If Setting Up Your AI-Augmented Legal Workflow becomes part of a recurring workflow, document the exact trigger, boundary, and verification step now. Future speed comes from clarity, not from memory.


Step Two: Building Your Prompt Template Library

The single most impactful thing you can do to improve your AI-assisted workflow is to develop a library of proven prompt templates for your most common tasks. A good prompt template is like a good form -- it ensures consistency, saves time, and reduces the risk of errors.

Anatomy of a Legal Prompt Template

Effective legal prompts share five elements:

  1. Role definition -- Tell the AI what role it is playing and what expertise to bring to bear
  2. Task specification -- Describe the specific task clearly and precisely
  3. Context provision -- Provide relevant context (practice area, jurisdiction, document type, client type)
  4. Output format -- Specify how you want the output structured
  5. Guardrails -- Include instructions about what to avoid, what to flag, and when to express uncertainty

Template Examples by Practice Area

Template 1: Legal Research Memo

You are a [practice area] attorney conducting legal research in [jurisdiction].

Research question: [specific legal question]

Relevant facts: [key facts of the scenario -- anonymized]

Please provide:
1. A summary of the governing legal standard
2. Key cases supporting [client's position], with full citations
3. Key cases that could be cited against [client's position], with full citations
4. Any relevant statutory or regulatory provisions, with full citations
5. Your assessment of the strength of the position on a scale of 1-10, with explanation
6. Suggested areas for further research

Important: Flag any areas where you are uncertain about the accuracy of a citation or the current state of the law. I will independently verify all citations and legal conclusions.
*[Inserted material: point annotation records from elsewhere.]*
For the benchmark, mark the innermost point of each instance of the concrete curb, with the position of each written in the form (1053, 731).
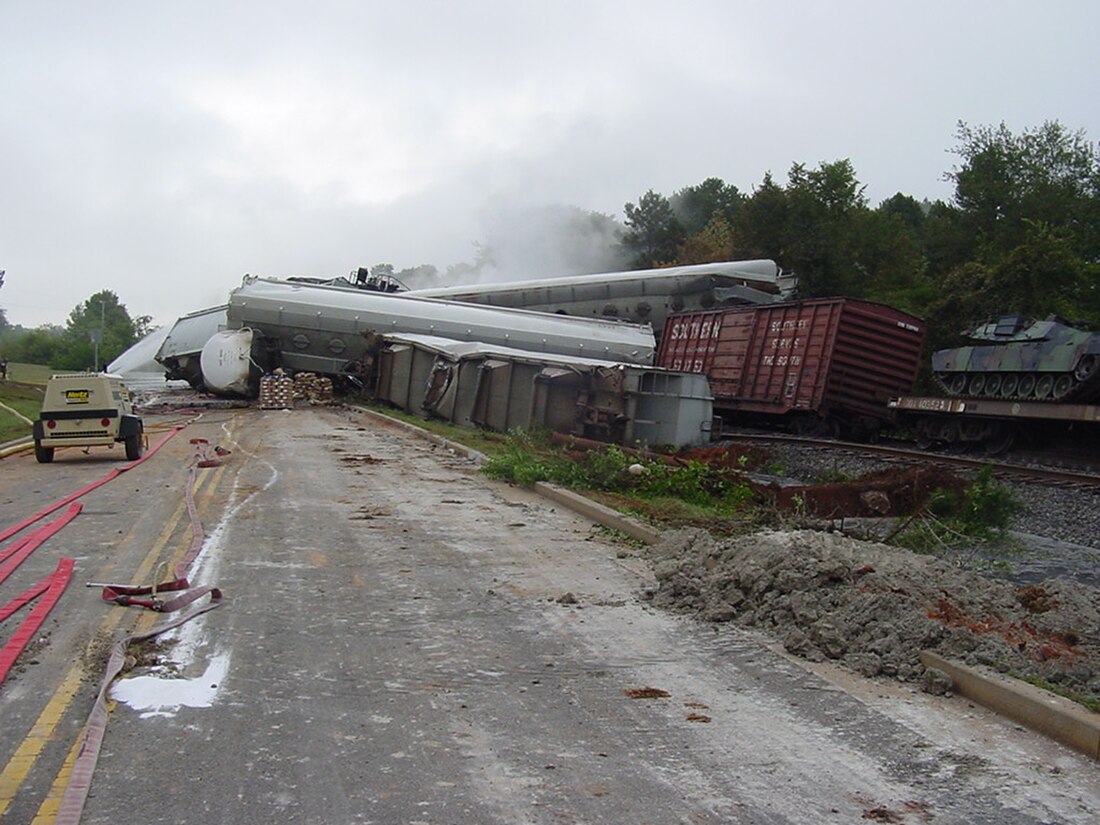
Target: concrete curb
(476, 457)
(1041, 711)
(598, 513)
(579, 504)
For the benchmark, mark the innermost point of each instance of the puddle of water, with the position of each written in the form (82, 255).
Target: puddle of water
(161, 696)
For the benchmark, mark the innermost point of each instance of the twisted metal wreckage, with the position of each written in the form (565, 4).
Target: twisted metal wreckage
(572, 353)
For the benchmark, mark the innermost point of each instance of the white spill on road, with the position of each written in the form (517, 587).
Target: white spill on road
(153, 695)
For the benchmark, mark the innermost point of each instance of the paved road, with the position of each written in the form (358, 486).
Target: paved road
(407, 642)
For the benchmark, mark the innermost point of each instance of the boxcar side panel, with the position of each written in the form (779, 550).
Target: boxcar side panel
(834, 356)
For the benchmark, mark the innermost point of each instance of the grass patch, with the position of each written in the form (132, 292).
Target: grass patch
(1080, 699)
(970, 529)
(26, 398)
(685, 493)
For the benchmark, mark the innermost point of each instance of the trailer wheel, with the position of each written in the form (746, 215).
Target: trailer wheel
(133, 447)
(1063, 386)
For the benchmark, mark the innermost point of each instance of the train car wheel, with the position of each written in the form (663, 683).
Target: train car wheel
(1000, 439)
(924, 438)
(1063, 386)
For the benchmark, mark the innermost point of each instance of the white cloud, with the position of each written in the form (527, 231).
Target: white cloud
(162, 151)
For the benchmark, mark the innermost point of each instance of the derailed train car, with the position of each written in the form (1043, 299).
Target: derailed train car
(822, 366)
(332, 330)
(472, 384)
(641, 296)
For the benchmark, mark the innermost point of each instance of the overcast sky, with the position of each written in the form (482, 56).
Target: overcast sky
(164, 150)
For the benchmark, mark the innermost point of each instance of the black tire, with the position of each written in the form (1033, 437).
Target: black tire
(134, 447)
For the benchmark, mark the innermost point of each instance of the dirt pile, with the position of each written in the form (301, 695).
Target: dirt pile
(875, 607)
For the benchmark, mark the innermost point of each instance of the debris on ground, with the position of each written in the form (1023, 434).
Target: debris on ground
(873, 608)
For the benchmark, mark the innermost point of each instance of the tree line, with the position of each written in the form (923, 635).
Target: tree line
(1021, 233)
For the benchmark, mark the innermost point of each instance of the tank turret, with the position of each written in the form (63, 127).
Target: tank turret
(1020, 359)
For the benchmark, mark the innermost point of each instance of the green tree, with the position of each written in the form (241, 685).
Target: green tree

Template 2: Contract Review

You are a [practice area] attorney reviewing a [type of agreement] governed by [jurisdiction] law.

Please review the attached agreement and provide:
1. A summary of key terms (parties, term, consideration, key obligations)
2. Risk provisions: identify all indemnification, limitation of liability, warranty, and insurance provisions, noting whether they are mutual or one-sided
3. Unusual terms: flag any provisions that deviate from market-standard terms for this type of agreement
4. Missing provisions: identify any provisions that are typically included in agreements of this type but are absent from this agreement
5. Deadline and notice requirements: list all deadlines, notice periods, and cure periods with specific section references
6. Ambiguities: identify any provisions that are ambiguous or susceptible to multiple interpretations

Present your analysis in a structured format with specific section references for each finding.

Template 3: Client Communication

You are a [practice area] attorney drafting a letter to a client.

Context: [brief description of the matter and the purpose of the communication -- anonymized]

Client profile: [sophistication level -- e.g., "sophisticated corporate client" or "individual client with no legal background"]

Please draft a letter that:
1. Updates the client on [specific development]
2. Explains [legal concept or issue] in language appropriate for the client's sophistication level
3. Identifies the next steps and any action items for the client
4. Notes any deadlines the client needs to be aware of
5. Maintains a professional but accessible tone

The letter should be [approximate length] and formatted for firm letterhead.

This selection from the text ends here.